RBI holds repo rate as inflation pressure persists
- August 11, 2023
- Posted by: OptimizeIAS Team
- Category: DPN Topics
No Comments
RBI holds repo rate as inflation pressure persists
Subject: Economy
Section: Monetary Policy
In News: Monetary Policy Committee (MPC)’s decides to maintain the repo rate at 6.50 per cent for the third time in a row.
Key Points:
- Factors such as spike in vegetable prices, uncertainties on domestic food price outlook due to sudden weather events and firm crude oil prices prompted the six-member Monetary Policy Committee (MPC) to unanimously vote to keep the policy repo rate.

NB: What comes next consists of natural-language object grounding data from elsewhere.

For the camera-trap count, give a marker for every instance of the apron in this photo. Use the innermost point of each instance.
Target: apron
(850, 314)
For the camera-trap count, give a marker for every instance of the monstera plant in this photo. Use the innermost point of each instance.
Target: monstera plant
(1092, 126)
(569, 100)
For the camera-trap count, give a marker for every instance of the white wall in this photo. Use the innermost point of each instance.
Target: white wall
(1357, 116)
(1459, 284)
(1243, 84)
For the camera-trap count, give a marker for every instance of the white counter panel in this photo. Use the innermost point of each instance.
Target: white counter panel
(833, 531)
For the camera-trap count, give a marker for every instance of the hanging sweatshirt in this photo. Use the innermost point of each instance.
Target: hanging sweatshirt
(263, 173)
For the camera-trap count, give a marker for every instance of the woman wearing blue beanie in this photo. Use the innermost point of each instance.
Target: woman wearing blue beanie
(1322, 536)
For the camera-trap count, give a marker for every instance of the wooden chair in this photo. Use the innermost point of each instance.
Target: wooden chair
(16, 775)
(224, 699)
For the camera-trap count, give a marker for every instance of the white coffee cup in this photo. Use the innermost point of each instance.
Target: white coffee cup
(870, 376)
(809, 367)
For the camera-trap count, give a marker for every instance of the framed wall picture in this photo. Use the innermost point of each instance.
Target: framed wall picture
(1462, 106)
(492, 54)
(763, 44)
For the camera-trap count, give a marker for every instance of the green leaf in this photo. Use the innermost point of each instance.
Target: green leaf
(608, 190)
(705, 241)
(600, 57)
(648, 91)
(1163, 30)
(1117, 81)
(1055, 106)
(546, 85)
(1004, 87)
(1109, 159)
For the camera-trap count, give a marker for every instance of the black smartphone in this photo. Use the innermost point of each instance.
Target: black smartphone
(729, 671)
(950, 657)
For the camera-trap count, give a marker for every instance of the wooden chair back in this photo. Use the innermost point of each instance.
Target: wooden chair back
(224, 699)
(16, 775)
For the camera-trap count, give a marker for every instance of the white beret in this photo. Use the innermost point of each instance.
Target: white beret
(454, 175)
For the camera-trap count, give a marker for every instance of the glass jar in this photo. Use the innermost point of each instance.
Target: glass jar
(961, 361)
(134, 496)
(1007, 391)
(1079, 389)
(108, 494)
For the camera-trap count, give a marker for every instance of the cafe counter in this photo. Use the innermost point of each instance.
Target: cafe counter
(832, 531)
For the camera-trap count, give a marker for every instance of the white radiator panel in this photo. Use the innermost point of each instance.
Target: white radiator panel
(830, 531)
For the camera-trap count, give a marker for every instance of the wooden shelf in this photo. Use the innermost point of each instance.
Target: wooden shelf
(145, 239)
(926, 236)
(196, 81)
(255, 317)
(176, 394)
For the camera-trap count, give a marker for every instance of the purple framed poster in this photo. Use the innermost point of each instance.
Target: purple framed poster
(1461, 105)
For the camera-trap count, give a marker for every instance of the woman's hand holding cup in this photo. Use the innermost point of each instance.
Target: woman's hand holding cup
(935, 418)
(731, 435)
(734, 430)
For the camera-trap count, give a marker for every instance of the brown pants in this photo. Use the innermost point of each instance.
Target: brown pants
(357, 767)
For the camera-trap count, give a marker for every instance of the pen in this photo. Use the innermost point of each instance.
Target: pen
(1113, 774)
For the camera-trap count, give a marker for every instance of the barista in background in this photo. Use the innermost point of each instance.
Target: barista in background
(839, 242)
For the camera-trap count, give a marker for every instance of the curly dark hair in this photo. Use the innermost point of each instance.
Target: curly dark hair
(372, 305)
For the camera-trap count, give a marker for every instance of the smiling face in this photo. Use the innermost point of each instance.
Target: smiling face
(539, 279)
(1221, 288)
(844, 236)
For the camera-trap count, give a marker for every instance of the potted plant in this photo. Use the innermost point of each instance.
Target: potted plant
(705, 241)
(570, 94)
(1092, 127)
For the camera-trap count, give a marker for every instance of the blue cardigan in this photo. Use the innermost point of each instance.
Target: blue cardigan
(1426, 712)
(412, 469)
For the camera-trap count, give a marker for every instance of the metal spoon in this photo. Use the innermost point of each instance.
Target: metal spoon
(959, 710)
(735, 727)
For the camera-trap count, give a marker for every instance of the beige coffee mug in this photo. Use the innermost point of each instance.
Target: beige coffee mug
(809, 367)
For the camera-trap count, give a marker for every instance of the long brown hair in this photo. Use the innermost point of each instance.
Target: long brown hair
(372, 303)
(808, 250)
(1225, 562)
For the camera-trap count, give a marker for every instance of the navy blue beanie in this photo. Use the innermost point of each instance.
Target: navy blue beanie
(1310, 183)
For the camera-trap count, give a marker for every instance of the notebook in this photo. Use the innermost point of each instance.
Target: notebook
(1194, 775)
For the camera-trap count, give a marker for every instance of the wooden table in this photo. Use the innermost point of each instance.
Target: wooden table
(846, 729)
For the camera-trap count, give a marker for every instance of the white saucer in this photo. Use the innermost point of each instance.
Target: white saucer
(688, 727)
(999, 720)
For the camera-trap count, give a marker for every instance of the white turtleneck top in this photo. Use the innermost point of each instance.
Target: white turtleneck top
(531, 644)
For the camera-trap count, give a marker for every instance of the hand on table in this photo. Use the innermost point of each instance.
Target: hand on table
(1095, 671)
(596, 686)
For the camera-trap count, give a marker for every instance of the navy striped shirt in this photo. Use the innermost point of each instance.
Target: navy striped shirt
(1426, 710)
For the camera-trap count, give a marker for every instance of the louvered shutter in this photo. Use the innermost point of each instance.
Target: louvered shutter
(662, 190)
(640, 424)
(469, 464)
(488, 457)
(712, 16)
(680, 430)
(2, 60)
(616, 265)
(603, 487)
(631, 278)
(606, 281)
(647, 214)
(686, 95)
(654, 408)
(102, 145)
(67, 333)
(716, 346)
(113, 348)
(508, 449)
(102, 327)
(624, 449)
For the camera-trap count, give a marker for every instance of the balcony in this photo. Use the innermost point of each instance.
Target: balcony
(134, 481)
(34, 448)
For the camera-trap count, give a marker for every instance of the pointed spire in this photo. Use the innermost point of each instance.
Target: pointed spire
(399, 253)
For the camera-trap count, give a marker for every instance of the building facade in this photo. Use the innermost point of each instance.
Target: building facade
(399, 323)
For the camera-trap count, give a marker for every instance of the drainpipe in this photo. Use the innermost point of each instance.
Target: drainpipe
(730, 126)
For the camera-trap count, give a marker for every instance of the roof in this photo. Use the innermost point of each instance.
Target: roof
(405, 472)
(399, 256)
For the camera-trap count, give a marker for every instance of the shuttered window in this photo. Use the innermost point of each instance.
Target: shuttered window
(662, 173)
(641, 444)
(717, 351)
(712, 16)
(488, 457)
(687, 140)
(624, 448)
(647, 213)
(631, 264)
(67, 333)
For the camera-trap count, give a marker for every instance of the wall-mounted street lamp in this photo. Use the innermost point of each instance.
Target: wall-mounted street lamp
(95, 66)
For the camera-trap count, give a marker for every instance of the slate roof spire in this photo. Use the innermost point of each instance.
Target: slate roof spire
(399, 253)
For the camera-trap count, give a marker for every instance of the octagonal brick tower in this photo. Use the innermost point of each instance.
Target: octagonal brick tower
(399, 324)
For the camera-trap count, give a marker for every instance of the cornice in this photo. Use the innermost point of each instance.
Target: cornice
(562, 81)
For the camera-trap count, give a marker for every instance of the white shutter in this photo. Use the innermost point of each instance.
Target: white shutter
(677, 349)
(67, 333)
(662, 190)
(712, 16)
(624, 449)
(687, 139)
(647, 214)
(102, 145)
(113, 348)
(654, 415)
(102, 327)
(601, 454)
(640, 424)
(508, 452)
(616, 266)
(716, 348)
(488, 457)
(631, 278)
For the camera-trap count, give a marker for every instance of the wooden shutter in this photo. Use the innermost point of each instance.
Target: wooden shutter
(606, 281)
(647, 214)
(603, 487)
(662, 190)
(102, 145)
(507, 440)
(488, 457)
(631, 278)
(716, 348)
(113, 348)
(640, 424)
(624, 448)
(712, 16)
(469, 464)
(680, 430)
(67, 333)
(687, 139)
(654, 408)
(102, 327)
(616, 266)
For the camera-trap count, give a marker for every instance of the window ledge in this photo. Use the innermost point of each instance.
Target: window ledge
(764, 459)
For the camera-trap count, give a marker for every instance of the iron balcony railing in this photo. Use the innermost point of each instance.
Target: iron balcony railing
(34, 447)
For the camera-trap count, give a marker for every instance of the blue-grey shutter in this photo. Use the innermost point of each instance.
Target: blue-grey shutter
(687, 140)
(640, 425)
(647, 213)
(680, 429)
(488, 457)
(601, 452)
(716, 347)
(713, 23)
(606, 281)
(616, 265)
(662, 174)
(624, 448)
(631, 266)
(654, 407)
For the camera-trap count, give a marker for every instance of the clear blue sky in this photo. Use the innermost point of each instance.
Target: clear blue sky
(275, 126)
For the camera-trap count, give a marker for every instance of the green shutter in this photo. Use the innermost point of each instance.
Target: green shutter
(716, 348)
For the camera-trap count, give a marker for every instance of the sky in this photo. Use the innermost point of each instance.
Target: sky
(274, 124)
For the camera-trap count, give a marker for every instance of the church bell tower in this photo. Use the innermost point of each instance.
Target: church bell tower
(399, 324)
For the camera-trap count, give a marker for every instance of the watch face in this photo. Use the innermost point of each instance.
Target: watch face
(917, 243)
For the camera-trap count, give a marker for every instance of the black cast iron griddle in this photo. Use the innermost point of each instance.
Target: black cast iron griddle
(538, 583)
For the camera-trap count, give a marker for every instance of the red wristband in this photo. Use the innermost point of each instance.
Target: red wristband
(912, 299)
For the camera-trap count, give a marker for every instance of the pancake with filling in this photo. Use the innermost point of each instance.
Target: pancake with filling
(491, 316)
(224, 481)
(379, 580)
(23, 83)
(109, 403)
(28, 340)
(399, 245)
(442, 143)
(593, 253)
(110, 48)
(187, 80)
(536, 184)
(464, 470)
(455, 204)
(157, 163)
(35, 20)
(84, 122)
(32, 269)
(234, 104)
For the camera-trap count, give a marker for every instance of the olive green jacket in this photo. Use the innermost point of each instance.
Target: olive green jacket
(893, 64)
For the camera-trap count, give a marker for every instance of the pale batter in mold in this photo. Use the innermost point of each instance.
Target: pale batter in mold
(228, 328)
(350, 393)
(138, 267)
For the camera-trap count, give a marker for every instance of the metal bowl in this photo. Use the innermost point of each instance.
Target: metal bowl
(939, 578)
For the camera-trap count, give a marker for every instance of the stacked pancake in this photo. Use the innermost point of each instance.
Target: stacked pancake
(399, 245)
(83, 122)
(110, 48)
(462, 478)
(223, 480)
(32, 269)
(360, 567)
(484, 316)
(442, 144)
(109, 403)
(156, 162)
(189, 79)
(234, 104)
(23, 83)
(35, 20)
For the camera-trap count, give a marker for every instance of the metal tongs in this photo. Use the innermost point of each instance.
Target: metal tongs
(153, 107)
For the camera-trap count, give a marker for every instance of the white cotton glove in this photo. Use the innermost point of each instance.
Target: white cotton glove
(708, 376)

- MPC’s decision to maintain the repo rate at 6.50 per cent for the third time, while it has revised its FY24 inflation forecast upwards.
- RBI revised its forecast for consumer price index-based (retail) inflation for FY24 upwards from 5.1 percent to 5.4 per cent due to persisting inflationary risks. It maintained real GDP growth projection for FY24 at 6.5 percent.
- Headline inflation, after reaching a low of 4.3 per cent in May 2023, rose in June and is expected to surge during July-August led by vegetable prices.
- Considering the short-term nature of the price shock from vegetables, monetary policy will look for high inflation data for some time, before any rate cut may happen. RBI also noted rate cut not likely before 2024.